No, I'm am saying we can't ignore the fact that innocent people are convicted of sexual assault not matter how we feel about it. I didn't say anything about giving any one the benefit of the doubt. I do believe I said this though: 

 

 

 

Quote:
I'd be more inclined to trust the conviction than what the person says.

 

Right here, at the top of the page. Read my post http://www.mothering.com/community/forum/thread/1307797/sil-marrying-a-pedophile/120#post_16387468


 

post #136 of 213
Quote:
Originally Posted by APToddlerMama View Post

Also, MusicianDad--Where do your facts come from?  Of course the judicial system is flawed.  But do you really think there are lots of innocent people convicted of sex crimes?  Enough to give this dude the benefit of the doubt?  That assertation is outlandish. 



Ok... again...

 

I NEVER SAID ANYTHING ABOUT GIVING ANYONE THE BENEFIT OF THE DOUBT!

 

I said people get falsely convicted. I said the number of people getting falsely convicted is higher than we would like to believe. Yes, "WE" that includes myself. The idea that someone is being locked up for another persons crime scares the hell out of me. 

 

I never said we should give this person or anyone else convicted the benefit of the doubt. Maybe tentatively if the conviction was overturned. But only then.

post #137 of 213
Quote:
Originally Posted by MusicianDad View Post



 

No, I'm am saying we can't ignore the fact that innocent people are convicted of sexual assault not matter how we feel about it. I didn't say anything about giving any one the benefit of the doubt. I do believe I said this though: 

 

 

 

 

Right here, at the top of the page. Read my post http://www.mothering.com/community/forum/thread/1307797/sil-marrying-a-pedophile/120#post_16387468


 



Then what is your point exactly?  So what?  Innocent people are sometimes (rarely) convicted of crimes.  So what?  It has nothing to do with OPs situation.  Nothing.  She needs to act as if this guy is guilty (which he nearly undoubtedly is anyhow) in order to protect these kids.

 

post #138 of 213



 

Quote:
Originally Posted by MusicianDad View Post





Ok... again...

 

I NEVER SAID ANYTHING ABOUT GIVING ANYONE THE BENEFIT OF THE DOUBT!

 

I said people get falsely convicted. I said the number of people getting falsely convicted is higher than we would like to believe. Yes, "WE" that includes myself. The idea that someone is being locked up for another persons crime scares the hell out of me. 

 

I never said we should give this person or anyone else convicted the benefit of the doubt. Maybe tentatively if the conviction was overturned. But only then.
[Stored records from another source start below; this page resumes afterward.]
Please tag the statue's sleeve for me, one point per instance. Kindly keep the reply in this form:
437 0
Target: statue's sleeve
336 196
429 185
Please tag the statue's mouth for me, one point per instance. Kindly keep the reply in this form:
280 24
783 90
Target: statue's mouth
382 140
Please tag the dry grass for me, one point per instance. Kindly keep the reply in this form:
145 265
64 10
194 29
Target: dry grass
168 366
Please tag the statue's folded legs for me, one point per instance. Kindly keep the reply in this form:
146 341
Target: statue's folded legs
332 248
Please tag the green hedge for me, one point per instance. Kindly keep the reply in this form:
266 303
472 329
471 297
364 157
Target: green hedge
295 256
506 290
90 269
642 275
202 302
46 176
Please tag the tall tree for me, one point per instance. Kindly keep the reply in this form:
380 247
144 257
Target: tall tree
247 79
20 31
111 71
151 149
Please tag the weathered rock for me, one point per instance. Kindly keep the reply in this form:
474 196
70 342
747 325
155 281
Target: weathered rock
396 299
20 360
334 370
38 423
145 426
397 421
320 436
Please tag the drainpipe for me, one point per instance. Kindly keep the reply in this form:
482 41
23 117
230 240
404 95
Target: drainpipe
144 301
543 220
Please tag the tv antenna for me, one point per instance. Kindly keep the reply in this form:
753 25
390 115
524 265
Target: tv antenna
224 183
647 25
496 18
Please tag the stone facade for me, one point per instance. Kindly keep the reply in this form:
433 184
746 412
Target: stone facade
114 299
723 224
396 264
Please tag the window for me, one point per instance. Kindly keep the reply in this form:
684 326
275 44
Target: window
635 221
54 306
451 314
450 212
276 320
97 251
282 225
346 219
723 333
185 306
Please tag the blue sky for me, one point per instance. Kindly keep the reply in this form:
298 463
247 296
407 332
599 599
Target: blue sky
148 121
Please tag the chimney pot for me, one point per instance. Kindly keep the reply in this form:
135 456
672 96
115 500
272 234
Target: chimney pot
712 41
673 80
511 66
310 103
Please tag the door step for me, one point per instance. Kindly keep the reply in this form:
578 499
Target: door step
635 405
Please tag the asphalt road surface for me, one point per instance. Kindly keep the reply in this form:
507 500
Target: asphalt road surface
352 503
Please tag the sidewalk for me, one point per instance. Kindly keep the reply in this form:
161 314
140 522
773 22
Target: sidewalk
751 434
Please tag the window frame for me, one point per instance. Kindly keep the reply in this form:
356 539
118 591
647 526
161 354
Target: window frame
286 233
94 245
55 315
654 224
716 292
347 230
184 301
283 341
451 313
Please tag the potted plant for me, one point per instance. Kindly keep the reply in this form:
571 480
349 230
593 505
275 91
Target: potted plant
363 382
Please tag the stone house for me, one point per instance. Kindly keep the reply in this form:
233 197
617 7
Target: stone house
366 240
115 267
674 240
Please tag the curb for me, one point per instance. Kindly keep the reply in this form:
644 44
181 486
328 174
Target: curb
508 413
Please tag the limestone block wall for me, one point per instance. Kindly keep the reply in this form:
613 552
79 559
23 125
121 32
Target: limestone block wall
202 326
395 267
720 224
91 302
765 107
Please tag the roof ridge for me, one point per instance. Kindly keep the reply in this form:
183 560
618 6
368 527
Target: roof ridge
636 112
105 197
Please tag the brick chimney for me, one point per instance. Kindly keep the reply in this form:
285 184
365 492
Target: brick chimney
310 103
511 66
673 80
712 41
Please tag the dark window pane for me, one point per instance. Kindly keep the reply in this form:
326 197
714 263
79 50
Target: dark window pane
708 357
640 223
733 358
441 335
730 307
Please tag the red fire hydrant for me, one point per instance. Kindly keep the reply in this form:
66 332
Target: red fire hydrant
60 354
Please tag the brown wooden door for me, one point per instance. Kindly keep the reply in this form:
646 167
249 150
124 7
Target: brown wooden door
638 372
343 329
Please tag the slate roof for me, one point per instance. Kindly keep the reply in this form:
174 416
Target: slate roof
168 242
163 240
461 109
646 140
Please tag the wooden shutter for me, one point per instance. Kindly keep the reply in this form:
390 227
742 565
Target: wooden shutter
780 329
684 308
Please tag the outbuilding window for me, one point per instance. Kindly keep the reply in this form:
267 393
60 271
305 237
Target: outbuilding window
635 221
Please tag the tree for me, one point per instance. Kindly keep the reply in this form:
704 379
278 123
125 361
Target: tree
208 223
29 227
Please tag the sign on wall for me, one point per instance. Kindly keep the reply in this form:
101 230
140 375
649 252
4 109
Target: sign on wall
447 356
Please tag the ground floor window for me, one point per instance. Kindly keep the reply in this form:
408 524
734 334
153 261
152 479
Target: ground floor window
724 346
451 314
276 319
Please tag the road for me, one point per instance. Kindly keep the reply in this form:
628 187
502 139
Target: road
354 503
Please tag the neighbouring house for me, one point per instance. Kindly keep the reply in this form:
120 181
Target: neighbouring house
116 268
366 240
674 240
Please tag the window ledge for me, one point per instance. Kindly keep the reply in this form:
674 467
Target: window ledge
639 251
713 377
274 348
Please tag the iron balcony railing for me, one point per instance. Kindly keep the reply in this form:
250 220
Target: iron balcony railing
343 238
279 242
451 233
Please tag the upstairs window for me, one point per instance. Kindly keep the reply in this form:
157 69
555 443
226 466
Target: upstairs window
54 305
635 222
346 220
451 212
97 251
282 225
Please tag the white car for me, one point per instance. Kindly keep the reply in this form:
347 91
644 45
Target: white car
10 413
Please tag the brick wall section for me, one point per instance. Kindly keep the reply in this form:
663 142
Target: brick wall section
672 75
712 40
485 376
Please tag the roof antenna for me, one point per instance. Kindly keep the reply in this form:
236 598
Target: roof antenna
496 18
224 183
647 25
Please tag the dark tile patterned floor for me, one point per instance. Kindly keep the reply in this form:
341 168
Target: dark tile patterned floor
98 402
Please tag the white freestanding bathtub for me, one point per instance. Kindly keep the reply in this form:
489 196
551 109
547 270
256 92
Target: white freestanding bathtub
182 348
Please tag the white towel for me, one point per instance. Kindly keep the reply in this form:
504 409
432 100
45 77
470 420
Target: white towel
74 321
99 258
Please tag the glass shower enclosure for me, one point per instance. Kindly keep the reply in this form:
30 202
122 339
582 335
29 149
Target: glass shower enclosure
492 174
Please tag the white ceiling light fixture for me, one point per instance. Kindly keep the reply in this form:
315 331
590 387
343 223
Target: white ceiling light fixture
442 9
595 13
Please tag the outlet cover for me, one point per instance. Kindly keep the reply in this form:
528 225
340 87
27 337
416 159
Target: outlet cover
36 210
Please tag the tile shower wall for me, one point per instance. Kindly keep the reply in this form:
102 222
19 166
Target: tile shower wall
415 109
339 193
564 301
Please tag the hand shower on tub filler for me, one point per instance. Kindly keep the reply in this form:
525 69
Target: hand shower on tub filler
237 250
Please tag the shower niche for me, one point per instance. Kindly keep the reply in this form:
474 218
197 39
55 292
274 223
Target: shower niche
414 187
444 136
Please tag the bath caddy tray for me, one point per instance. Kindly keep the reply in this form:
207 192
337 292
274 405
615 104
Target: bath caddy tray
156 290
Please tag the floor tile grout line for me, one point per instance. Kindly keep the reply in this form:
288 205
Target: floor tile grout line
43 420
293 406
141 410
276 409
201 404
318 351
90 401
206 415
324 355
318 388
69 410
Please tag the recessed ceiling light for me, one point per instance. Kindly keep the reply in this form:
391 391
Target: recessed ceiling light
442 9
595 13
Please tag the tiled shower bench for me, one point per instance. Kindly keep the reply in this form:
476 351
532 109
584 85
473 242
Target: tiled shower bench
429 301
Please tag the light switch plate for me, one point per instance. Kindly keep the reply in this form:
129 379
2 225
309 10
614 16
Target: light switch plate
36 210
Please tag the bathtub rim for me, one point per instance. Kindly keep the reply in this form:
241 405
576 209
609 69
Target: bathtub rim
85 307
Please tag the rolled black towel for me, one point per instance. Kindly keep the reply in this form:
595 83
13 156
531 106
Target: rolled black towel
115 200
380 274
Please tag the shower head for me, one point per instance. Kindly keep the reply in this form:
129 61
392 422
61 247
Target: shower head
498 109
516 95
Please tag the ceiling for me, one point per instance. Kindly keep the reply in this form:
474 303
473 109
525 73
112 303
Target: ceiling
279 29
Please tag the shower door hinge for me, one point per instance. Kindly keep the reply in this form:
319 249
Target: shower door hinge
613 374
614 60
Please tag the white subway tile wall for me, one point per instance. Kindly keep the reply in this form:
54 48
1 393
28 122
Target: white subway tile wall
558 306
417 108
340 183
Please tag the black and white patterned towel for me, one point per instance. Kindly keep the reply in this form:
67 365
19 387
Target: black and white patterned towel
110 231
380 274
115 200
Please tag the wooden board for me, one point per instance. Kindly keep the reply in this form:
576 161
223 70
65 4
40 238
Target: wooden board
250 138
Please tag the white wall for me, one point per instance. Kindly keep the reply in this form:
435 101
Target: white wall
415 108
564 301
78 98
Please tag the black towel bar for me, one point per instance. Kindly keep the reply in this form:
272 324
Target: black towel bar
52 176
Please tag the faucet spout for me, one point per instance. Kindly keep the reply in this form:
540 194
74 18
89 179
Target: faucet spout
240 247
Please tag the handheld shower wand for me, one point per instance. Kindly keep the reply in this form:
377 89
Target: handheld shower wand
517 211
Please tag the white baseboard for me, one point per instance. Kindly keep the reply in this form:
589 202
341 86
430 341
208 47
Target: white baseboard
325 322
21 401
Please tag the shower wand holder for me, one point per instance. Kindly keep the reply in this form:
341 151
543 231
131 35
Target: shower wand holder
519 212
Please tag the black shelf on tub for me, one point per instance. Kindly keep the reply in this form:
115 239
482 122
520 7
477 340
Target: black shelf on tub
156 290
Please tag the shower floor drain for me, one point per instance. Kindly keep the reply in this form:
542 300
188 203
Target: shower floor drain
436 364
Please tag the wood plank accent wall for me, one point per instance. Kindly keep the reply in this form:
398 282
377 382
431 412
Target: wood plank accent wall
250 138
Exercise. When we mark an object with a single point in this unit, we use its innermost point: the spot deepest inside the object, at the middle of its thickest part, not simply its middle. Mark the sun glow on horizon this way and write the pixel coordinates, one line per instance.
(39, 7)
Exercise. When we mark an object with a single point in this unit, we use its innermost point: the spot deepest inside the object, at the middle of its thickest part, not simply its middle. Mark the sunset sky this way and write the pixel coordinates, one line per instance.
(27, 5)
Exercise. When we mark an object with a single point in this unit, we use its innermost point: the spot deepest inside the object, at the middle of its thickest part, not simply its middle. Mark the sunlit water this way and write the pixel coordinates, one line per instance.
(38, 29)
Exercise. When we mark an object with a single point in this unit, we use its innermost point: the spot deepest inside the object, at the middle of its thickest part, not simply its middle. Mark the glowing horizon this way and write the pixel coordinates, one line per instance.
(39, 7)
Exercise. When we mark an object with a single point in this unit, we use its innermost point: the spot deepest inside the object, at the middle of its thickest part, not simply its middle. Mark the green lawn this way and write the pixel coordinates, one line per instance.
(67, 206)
You strongly imply it by hijacking a thread about protecting kids from a sex predator to bring up the fact that sometimes people are wrongly convicted of crimes.

 

post #139 of 213

Since I was just trying to point out that false convictions actually happen... And more than just once in a life time, and not trying to convince people we should let convicted sex offenders roam the streets as some people are trying to argue I am saying. I am out.

 

I made my point.

 

Believe if you want to.

 

A broken system won't fix itself. Work on getting the right people in jail, instead of the wrong people.

 

I do not advise you do expose your children to a convicted sex offender.

 

 

post #140 of 213
Quote:
Originally Posted by MusicianDad View Post



 

No, I'm am saying we can't ignore the fact that innocent people are convicted of sexual assault not matter how we feel about it.

 

 

 


 


 


Actually we can. And for the safety of children we need to take convictions at their face value.